The reason why a digit detection engine in DeepField is important is due to the complexity of different nullable characters and possible obstructions in soccer (refs, camera interferers, etc.) as well as the complexity of patterns and colored text/backgrounds in a player's jersey. Therefore, it's important to identify the number correctly.
The identification of jersey numbers is a crucial task in sport analytics that can enable the analysis of players, performance tracking, and automated event analysis. This is especially useful in sports like soccer, where players move fast and having a dataset is important to assist many aspects of the game. Varying light conditions, occlusions, and diverse jersey designs make this computational task challenging. The E2 Engine addresses challenges by leveraging a backbone in the form of an EfficientNetB0 combined with knowledge distillation and advanced techniques for data augmentation. The system is designed to achieve high accuracy while keeping the model size compact for deployment on edge devices. Similar to professional and expensive VARs (Virtual Assistant Referees), our goal of E2Jersey is to bring many VAR aspects to mobility and full self automation.
(Full structure of the neural network)
DeepField's E2 Engine is based on the EfficientNet-B0 architecture, which is a lightweight and very efficient convolutional neural network (CNN) optimized for image classification tasks. E2 is designed to be performance efficient, adaptable, scalable, and most importantly accurate. E2's premise is utilizing machine learning to accelerate traditional automated tasks for predictive performance.
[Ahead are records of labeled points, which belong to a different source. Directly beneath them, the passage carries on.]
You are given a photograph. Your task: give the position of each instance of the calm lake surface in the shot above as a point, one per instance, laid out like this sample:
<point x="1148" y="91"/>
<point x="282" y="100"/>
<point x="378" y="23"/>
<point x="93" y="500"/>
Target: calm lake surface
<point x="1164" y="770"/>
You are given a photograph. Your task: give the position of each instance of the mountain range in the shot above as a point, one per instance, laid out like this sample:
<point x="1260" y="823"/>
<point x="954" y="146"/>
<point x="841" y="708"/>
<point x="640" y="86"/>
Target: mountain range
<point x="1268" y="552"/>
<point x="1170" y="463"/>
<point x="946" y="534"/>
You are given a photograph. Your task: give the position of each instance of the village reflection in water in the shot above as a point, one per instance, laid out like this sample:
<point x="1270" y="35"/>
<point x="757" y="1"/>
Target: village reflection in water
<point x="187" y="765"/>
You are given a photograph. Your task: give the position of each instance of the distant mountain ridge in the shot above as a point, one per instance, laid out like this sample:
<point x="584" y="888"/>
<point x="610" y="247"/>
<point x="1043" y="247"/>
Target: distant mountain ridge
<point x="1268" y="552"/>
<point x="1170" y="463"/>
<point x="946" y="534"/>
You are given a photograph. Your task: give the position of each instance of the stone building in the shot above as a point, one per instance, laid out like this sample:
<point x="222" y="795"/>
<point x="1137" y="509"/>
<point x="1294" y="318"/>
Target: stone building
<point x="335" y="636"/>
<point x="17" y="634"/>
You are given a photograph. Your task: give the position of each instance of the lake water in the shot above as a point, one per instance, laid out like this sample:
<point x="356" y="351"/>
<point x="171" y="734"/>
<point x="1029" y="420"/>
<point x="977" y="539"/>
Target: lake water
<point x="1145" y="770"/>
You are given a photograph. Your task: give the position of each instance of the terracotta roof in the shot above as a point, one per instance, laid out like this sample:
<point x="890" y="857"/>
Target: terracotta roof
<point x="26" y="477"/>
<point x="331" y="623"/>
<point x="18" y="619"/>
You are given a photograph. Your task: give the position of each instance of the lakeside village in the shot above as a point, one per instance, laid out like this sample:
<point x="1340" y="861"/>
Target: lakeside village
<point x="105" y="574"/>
The main components of the E2 Engine are:
EfficientNet-B0 uses a compound scaling method to balance depth, width, and resolution, achieving incredible accuracy with fewer parameters. This is very useful in consideration of mobility and agility of the DeepField system, as fewer parameters result in less file size and less total CPU operations, the performance overhead of checking specific frames for jersey numbers can be reduced to a minimum. The final classification layer is replaced to match the number of jersey number classes in the dataset.
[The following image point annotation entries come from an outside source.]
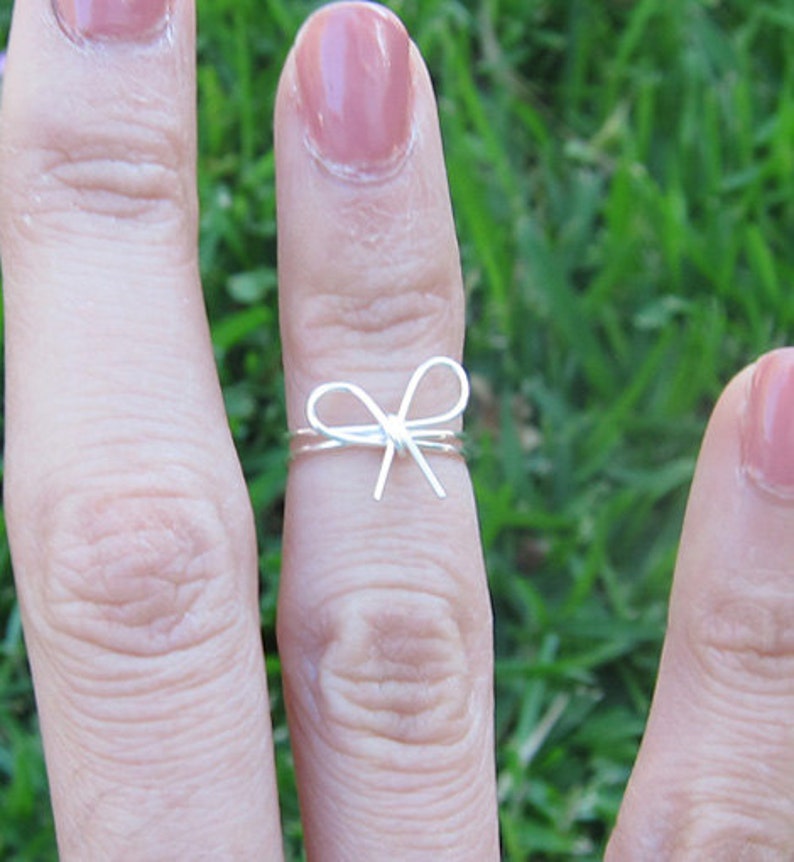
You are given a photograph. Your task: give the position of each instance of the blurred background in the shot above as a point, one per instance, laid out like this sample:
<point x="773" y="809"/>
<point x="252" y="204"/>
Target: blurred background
<point x="621" y="173"/>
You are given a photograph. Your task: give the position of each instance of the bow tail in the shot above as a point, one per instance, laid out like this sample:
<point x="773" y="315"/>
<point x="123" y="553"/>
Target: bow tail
<point x="385" y="466"/>
<point x="421" y="462"/>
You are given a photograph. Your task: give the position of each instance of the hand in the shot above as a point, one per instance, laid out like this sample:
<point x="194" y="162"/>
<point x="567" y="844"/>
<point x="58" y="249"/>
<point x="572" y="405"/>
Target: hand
<point x="131" y="530"/>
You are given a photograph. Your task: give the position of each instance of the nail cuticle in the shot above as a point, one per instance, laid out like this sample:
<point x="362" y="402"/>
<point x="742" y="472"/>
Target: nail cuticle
<point x="767" y="427"/>
<point x="108" y="22"/>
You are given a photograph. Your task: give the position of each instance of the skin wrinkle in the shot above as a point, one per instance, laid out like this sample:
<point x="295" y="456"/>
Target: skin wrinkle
<point x="143" y="576"/>
<point x="744" y="648"/>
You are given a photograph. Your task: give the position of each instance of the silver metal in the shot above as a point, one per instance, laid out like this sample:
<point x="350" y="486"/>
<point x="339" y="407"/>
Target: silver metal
<point x="395" y="433"/>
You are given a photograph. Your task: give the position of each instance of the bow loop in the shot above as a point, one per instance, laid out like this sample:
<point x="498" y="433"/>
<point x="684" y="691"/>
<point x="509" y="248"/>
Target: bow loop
<point x="394" y="432"/>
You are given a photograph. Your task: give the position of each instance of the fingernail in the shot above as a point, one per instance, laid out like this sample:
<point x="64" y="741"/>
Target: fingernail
<point x="125" y="20"/>
<point x="354" y="77"/>
<point x="769" y="424"/>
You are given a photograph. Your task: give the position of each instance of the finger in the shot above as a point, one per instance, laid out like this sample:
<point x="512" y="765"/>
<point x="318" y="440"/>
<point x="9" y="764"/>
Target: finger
<point x="130" y="527"/>
<point x="715" y="775"/>
<point x="384" y="621"/>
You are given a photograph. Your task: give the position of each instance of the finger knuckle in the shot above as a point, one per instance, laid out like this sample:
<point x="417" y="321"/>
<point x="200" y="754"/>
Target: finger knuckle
<point x="747" y="644"/>
<point x="721" y="837"/>
<point x="394" y="667"/>
<point x="127" y="169"/>
<point x="392" y="315"/>
<point x="135" y="573"/>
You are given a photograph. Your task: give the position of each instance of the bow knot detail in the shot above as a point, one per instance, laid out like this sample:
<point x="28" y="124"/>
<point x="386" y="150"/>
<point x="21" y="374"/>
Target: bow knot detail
<point x="395" y="433"/>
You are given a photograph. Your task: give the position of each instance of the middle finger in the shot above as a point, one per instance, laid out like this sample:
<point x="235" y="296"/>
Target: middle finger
<point x="384" y="620"/>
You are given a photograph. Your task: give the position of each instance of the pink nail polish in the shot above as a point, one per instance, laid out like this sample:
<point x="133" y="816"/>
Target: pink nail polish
<point x="354" y="78"/>
<point x="132" y="20"/>
<point x="769" y="424"/>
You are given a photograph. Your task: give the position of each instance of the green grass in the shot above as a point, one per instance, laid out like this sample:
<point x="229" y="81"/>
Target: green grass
<point x="622" y="174"/>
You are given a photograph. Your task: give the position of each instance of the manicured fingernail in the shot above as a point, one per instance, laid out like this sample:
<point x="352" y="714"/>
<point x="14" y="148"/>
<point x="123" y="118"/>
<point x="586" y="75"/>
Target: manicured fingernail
<point x="354" y="78"/>
<point x="125" y="20"/>
<point x="769" y="424"/>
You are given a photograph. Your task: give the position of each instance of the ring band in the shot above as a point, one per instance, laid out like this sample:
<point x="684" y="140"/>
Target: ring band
<point x="395" y="433"/>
A pre-trained ResNet-34 model is used as the teacher model. The student model (EfficientNet-B0) is trained using a combination of:
- Cross-Entropy Loss: For ground truth labels.
- Distillation Loss: For soft targets (predictions from the teacher model). The distillation lossis computed using the Kullback-Leibler (KL) divergence between the student and teacher outputs.
Heavy random transformations such as horizontal flips, rotation, color jitter, and affine transformations all are applied. These augment the robustness with respect to lighting conditions and changes in general orientations and scales. This way, the model can adapt to determine a jersey number from multiple angles with respect to such transformations. This adds minimal performance overhead as the transformations are minimal subsets and variations of the original trained dataset. Through some number of epochs, the model will gradually adapt to minimize the loss over such dimensions.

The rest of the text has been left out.